そもそも、ビールは世界でどのくらい消費されているのでしょうか。
キリンビールがまとめた「2018年世界主要国のビール消費量/生産量」 の調査結果によると、ビールの世界総消費量は約1億8879万キロリットル。東京ドームをジョッキに見立てて換算すると、約152杯分に相当します。
また、国別の消費量TOP5 は以下のとおりです(2018年調査時)。
◇第1位:中国(約3,936万キロリットル)※2003年より16年連続トップ
◇第2位:アメリカ(約2,403万キロリットル)
◇第3位:ブラジル(約1,266万キロリットル)
◇第4位:メキシコ(約898万キロリットル)
◇第5位:ドイツ(約832万キロリットル)
以下、第6位ロシア(約782万キロリットル)、第7位日本(約511万キロリットル)と続きます。
地域別に見ると、アジアの構成比が約33.3%で、2009年より10年連続でトップ 。また、2010年以降、アフリカの消費量が増加傾向 にある点も注目されています。
1人あたりどのくらいビールを飲んでいる?
次に、国や地域全体ではなく、1人あたりのビールの消費量 を国別に見ていきましょう。
◇第1位:チェコ(192リットル)※26年連続トップ
◇第2位:オーストリア(108リットル)
◇第3位:ドイツ(101リットル)
◇第4位:ルーマニア(99リットル)
◇第5位:ポーランド(98リットル)
伝統的にビールをたのしんできた国々が上位を占めています。とくに、ドイツは国全体の消費量と1人あたりの消費量がいずれも上位で、ビールがドイツの人たちの生活に密着していることがうかがえます。

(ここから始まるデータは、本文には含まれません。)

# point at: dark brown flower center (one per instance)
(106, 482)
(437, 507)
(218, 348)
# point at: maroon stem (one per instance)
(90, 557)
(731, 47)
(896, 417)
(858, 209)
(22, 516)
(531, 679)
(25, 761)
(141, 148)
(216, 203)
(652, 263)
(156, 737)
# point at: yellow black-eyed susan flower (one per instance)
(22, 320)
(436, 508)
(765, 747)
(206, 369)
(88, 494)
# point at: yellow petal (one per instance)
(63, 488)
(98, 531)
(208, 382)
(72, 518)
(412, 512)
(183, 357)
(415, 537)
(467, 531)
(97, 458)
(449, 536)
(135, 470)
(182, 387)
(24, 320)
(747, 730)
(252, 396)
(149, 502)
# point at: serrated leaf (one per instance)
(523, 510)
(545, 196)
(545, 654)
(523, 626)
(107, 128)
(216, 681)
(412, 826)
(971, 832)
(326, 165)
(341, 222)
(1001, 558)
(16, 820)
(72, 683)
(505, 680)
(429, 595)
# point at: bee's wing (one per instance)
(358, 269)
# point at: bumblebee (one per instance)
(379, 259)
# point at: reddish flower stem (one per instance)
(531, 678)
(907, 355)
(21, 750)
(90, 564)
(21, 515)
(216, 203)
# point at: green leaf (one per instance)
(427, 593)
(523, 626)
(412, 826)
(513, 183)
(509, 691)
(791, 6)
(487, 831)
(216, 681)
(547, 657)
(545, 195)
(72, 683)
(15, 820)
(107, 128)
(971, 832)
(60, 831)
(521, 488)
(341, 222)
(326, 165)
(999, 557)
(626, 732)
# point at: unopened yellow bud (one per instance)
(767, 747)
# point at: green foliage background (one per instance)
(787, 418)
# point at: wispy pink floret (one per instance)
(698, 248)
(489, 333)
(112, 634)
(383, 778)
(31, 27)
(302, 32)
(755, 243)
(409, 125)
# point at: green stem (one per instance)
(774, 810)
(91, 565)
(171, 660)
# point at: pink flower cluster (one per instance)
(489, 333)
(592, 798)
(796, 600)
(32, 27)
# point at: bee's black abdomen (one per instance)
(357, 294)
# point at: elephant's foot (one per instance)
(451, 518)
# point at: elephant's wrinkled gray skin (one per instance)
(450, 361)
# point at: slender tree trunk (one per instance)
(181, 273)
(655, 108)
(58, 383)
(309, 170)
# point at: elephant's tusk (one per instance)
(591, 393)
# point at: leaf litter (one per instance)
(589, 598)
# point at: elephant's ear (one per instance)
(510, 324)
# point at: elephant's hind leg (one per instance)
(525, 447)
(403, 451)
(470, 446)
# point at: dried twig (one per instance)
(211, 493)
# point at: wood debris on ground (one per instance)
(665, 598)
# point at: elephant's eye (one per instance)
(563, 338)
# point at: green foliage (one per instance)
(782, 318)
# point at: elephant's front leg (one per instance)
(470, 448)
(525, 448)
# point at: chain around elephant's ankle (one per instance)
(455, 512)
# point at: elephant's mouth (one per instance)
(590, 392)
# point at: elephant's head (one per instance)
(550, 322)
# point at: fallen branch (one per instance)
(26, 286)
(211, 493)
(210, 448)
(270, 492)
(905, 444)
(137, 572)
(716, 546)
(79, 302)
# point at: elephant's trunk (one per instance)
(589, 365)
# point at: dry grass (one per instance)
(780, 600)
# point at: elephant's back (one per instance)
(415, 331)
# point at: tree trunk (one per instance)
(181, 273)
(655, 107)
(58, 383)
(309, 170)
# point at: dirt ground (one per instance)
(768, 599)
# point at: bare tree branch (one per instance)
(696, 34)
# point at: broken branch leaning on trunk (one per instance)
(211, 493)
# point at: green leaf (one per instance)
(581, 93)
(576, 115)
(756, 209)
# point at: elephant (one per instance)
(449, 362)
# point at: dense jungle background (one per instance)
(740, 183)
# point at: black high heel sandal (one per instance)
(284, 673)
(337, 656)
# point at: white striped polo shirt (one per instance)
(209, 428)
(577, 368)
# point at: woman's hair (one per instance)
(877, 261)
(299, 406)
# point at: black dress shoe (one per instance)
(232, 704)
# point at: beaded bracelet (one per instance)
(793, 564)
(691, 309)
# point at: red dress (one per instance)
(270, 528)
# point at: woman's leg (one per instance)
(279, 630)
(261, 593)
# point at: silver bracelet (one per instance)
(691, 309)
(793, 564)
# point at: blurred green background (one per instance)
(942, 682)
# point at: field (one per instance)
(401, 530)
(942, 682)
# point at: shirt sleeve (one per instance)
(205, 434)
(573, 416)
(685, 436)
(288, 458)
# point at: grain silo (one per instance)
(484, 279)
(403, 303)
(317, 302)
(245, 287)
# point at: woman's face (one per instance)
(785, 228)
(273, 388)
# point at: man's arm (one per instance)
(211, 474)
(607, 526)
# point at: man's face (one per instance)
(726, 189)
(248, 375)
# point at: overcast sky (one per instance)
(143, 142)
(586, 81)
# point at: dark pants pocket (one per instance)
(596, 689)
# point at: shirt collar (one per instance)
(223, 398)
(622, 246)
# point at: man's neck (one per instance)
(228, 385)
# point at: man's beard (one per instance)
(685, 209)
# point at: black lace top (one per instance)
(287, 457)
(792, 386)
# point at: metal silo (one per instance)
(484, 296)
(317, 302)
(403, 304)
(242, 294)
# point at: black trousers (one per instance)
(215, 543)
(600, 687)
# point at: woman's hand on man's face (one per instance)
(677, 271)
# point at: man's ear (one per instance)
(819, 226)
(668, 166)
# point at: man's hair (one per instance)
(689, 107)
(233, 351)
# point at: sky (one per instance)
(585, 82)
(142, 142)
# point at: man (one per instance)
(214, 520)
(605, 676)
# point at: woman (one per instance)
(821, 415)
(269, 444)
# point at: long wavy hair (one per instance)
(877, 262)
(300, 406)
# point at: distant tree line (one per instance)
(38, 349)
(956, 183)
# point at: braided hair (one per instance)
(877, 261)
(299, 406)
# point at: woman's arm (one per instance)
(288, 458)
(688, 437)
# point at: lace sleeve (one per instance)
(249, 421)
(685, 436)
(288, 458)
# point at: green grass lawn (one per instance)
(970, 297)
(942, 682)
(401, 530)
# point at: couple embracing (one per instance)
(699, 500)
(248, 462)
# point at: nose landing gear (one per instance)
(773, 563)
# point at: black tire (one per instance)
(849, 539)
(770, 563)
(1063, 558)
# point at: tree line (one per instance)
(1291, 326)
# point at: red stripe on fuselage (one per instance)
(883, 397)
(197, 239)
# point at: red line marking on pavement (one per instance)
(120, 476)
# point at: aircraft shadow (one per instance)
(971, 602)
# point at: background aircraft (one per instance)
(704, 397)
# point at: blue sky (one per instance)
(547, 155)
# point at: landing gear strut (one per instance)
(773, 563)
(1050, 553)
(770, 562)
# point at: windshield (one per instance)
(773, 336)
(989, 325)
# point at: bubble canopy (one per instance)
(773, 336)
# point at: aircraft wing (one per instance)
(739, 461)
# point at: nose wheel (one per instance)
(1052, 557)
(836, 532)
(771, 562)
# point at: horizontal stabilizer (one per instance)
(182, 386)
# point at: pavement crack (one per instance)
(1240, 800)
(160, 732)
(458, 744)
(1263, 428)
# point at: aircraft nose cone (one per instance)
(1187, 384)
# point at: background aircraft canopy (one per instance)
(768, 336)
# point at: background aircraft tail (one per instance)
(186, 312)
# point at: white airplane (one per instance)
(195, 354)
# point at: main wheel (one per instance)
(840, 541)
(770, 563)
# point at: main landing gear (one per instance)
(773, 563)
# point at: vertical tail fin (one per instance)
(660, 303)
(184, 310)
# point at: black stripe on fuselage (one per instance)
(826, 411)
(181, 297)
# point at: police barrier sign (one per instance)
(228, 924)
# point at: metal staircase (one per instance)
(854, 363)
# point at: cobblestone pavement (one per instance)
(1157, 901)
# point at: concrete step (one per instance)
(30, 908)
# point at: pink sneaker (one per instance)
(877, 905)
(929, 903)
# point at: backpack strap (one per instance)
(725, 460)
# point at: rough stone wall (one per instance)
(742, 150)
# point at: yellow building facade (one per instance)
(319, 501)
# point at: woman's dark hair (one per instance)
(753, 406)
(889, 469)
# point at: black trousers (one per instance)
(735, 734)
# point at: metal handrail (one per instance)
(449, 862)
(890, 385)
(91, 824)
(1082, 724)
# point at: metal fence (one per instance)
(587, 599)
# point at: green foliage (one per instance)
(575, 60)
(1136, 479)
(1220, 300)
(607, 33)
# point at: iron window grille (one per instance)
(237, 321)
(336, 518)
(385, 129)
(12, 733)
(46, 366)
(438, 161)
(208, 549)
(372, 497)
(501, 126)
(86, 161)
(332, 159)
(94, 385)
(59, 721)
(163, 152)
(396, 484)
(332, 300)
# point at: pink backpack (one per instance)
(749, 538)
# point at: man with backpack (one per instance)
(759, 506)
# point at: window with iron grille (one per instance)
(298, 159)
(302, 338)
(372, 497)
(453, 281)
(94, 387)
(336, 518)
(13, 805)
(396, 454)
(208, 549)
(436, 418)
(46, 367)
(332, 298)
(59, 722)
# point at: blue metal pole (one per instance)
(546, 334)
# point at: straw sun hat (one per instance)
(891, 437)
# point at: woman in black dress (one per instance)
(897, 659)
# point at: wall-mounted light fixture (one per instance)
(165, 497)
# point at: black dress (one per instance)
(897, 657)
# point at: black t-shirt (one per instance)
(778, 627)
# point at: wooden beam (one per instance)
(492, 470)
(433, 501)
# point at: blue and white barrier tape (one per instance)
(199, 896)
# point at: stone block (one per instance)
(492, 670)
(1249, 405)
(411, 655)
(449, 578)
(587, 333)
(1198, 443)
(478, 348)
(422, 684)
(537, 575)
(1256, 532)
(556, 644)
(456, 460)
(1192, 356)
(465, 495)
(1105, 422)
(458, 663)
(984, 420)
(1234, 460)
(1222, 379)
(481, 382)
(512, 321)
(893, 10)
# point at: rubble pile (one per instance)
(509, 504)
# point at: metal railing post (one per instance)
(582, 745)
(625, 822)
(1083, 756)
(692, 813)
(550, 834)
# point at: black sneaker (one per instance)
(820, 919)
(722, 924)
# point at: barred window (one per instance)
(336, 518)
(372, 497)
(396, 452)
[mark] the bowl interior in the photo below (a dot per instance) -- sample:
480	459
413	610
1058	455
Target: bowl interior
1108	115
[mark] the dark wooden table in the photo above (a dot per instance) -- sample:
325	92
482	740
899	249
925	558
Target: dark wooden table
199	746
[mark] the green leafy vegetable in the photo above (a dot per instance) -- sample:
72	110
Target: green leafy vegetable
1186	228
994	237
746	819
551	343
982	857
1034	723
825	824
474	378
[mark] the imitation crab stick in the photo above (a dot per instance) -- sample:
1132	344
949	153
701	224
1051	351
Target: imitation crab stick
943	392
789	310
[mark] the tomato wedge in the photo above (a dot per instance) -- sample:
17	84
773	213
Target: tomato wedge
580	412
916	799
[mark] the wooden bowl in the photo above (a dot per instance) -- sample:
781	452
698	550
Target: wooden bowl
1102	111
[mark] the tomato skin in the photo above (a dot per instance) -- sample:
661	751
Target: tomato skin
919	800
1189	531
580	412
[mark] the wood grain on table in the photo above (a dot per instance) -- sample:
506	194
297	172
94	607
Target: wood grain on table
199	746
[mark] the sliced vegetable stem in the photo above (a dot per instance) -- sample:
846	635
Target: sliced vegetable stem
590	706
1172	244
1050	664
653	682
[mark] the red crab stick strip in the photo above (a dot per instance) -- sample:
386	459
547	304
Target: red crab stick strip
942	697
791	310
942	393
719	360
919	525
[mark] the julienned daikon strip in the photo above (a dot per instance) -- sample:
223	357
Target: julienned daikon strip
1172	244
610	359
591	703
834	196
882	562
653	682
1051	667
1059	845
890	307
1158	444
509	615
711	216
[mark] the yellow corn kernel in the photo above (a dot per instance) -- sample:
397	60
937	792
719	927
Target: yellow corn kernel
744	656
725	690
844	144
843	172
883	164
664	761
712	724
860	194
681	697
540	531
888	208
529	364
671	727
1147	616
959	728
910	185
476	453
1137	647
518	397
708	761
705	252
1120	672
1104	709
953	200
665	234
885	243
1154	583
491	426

ちなみに、日本の1人あたりのビール消費量は約40リットルで世界第52位です。
こうして見渡してみると、ビールの「国全体の消費量」は人口数にも関係しているとはいえ、「1人あたりの消費量」との間に違いがあるのは興味深いところです。
参照:ビール消費量/生産量 2010~2018 キリンビール大学
参照:ビール酒造組合
ビールは世界各国でどのようにたのしまれている?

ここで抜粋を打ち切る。